«Весна и осень здесь короткие». Польские священники-ссыльные 1863 года в сибирской Тунке | страница 64
Согласие Петербурга на освобождение части ксендзов из Тунки в европейскую часть Империи не означало конца их мытарств. Начались новые проблемы и хлопоты, препятствовавшие отъезду. Иркутские власти не только не обеспечивали финансовую сторону вопроса, но, давая право уехать, лишали священников пособия; кроме того, были повышены оплаты на почтовых трактах. А на дорогу требовалась большая сумма; ксендз Матрась писал о нескольких сотнях рублей (другой ссыльный, Людвик Ястшембец Зелёнка, сообщал, что путь из Иркутска в Варшаву обошелся ему в четыреста рублей). До лета 1872 года лишь чуть более десятка ксендзов могли себе позволить уехать за собственный счет; они перемещались свободно и порой вполне благополучно совершали сложное путешествие при помощи конных, в частности, почтовых экипажей, а также водного транспорта, встречая на своем пути доброжелательных и готовых помочь людей – как ссыльных, так и поляков, постоянно проживавших в Империи.
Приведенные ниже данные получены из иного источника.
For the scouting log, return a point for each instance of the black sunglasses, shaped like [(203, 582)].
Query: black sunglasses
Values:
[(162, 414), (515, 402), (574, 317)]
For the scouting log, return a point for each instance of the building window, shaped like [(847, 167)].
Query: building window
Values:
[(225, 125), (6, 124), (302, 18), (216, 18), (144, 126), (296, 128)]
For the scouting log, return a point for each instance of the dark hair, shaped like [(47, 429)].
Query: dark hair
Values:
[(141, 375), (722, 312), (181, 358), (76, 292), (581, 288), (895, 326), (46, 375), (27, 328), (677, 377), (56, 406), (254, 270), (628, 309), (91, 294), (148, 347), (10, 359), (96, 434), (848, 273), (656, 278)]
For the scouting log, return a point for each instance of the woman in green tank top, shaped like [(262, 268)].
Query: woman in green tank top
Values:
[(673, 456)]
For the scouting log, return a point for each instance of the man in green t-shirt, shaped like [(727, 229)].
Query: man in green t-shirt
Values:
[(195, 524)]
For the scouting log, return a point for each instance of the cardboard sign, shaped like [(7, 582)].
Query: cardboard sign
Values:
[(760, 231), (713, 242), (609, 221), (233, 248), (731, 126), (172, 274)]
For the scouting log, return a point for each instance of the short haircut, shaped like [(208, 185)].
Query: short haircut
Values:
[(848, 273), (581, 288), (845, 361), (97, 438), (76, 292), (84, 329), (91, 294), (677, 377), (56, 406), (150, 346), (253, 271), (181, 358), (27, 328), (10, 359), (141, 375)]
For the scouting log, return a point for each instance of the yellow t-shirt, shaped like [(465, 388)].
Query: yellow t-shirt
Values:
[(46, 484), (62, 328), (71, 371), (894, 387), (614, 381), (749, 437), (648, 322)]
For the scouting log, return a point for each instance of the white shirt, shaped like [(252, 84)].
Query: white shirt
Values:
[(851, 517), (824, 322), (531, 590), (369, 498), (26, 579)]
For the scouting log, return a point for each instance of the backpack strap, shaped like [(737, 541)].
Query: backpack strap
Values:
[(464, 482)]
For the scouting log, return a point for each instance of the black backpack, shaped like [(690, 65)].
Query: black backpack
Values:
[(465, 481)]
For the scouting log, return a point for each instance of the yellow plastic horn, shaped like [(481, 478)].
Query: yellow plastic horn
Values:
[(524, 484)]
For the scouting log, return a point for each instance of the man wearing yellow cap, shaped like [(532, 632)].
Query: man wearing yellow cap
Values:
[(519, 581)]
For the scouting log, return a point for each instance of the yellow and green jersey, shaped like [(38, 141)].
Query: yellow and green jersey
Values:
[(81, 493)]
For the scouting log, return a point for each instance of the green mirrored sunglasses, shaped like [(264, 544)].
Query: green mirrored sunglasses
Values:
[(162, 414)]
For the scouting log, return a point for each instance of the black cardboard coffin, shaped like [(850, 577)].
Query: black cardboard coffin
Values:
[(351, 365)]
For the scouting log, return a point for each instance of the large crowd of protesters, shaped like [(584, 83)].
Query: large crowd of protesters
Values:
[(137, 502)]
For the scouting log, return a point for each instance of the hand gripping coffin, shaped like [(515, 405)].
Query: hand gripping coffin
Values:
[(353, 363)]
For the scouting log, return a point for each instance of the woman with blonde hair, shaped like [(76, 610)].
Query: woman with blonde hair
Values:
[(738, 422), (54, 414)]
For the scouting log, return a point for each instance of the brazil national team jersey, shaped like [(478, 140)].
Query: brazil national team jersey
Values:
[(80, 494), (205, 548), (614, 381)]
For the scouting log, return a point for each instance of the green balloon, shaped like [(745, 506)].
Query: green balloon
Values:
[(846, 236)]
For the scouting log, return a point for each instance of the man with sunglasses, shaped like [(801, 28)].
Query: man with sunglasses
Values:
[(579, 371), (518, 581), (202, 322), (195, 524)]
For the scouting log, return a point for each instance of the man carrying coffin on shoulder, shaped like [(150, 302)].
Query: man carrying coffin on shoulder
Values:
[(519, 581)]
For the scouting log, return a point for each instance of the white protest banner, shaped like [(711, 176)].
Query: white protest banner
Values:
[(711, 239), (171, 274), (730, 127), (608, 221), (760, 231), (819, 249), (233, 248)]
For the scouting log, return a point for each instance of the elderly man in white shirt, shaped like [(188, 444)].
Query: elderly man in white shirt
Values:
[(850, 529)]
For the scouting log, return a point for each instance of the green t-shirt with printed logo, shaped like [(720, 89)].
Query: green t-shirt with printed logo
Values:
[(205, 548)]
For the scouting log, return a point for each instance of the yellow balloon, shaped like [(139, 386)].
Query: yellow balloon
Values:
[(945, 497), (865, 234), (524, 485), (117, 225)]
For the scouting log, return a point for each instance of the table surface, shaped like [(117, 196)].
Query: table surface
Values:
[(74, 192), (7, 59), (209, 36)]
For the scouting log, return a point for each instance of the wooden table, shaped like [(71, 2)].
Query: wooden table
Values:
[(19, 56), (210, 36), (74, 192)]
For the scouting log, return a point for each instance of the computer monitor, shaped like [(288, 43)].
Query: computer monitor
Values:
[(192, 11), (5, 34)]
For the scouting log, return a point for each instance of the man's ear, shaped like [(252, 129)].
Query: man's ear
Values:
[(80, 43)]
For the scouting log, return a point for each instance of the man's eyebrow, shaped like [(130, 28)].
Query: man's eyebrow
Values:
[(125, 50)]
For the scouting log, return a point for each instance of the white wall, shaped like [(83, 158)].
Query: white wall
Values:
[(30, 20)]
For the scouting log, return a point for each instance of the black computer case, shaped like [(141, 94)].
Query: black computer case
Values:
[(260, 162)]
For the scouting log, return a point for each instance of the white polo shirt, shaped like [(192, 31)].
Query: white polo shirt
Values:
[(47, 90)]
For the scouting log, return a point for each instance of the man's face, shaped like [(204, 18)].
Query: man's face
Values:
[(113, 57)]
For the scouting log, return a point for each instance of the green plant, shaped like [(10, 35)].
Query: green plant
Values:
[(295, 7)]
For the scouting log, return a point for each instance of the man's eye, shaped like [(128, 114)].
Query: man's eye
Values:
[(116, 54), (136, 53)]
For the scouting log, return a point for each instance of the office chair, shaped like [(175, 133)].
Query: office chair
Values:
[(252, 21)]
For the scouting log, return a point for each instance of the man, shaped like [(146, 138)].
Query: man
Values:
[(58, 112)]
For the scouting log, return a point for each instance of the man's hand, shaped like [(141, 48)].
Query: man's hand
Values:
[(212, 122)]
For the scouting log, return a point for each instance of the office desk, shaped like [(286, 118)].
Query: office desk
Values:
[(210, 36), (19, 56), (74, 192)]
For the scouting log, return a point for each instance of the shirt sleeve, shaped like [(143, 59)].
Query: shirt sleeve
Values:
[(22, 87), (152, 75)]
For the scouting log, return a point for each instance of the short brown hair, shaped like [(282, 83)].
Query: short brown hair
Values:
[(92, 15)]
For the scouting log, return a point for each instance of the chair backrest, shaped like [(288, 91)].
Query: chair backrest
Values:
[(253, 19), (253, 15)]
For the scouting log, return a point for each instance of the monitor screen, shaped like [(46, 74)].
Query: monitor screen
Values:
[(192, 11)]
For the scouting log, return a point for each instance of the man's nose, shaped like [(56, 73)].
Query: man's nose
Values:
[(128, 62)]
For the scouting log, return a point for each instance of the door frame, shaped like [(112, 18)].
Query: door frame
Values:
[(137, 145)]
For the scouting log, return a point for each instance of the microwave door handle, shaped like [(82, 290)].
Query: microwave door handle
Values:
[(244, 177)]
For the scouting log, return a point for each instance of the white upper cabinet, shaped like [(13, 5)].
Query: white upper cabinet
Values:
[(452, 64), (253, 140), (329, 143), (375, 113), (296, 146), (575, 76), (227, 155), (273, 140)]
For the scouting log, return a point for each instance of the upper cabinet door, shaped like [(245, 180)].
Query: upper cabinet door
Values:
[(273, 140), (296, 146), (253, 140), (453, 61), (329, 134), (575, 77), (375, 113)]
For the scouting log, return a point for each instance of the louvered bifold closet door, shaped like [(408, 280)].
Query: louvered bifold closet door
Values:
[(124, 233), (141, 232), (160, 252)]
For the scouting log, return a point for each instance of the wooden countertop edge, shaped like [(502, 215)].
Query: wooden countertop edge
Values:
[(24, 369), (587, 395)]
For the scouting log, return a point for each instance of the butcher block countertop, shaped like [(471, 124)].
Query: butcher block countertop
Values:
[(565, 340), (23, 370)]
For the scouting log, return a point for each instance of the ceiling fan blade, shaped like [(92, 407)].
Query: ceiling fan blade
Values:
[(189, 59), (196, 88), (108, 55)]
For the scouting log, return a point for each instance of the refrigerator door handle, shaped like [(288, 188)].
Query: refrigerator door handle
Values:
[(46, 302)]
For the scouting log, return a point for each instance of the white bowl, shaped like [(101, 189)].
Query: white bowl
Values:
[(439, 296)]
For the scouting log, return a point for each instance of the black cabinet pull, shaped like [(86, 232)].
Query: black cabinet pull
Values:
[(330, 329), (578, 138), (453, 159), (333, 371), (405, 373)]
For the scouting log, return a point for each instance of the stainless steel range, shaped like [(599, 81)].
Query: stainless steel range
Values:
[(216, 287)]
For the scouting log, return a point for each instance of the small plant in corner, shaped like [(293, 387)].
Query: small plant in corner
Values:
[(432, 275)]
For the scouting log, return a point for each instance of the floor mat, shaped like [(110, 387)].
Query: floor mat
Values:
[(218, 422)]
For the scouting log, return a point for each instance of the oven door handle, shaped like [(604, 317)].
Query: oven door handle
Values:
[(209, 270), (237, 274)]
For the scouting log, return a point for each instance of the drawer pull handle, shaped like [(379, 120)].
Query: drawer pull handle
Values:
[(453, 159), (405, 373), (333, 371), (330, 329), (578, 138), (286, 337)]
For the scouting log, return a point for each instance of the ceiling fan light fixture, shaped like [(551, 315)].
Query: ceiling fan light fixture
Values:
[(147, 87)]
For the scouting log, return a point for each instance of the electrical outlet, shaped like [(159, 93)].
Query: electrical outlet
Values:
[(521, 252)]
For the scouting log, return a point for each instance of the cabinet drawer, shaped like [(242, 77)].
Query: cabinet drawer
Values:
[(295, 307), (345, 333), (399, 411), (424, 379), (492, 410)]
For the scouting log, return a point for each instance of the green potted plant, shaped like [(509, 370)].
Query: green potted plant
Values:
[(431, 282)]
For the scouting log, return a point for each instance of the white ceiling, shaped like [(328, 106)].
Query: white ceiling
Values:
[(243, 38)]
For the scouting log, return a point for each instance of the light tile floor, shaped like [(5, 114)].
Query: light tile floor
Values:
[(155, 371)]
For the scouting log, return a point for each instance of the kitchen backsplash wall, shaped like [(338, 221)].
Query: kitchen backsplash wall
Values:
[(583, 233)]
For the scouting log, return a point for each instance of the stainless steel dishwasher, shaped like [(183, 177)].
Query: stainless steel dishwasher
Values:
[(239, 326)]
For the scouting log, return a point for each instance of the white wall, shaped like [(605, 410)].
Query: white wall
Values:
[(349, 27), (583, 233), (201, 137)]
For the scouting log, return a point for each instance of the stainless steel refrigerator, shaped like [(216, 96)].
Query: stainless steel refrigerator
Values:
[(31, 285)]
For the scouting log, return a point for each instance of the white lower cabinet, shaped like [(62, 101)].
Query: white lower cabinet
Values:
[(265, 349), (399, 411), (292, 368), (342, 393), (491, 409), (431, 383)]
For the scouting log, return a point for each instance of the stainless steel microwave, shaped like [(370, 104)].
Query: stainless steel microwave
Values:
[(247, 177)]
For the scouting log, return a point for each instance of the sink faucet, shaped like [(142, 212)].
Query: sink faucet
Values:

Так, в августе 1872 года отправился в обратный путь восьмидесятилетний ксендз Валентий Навроцкий из Подляшской епархии вместе со своим более молодым товарищем, ксендзом из Куявско-Калишской епархии Владиславом Климкевичем. Первый поселился в Ярославле, второй в Костроме; там они и окончили свои дни. В тот же год за свой счет отправились в европейскую часть России ксендзы Нарциз Вилевский (из Плоцкой епархии) и Ян Наркевич (вместе с Чаевичем). Наркевич преодолел путь благополучно. «В день святых Петра и Павла после полудня мы со всеми удобствами выдвинулись из Иркутска», то есть это случилось 29 июня. В Томске его гостеприимно приняли в плебании, где он познакомился с несколькими ссыльными ксендзами, а также тамошним приходским священником ксендзом Валерианом Громадзким, посетил доктора Флорентина Ожешку, ссыльного из Литовского генерал-губернаторства и его родных, супругов Остроменцких (которые «очень благополучно жили в Томске»): «Когда я вошел в указанный дом, хозяин приветствовал меня с неописуемой сердечностью. Он сразу позвал жену и дочерей, представил мне свою семью и просил, чтобы я их всех благословил, и я растроганно исполнил его просьбу. Они пригласили меня пить чай, и я прекрасно провел время до вечера». Через несколько дней Наркевич уезжал: «В среду утром, как и обещал, появился любезный пан Остроменцкий. Он вез нас через город; когда экипаж остановился у его дома, попрощаться вышла вся семья, с необычайной сердечностью, затем пан Остроменцкий доставил нас на место» – в речной порт.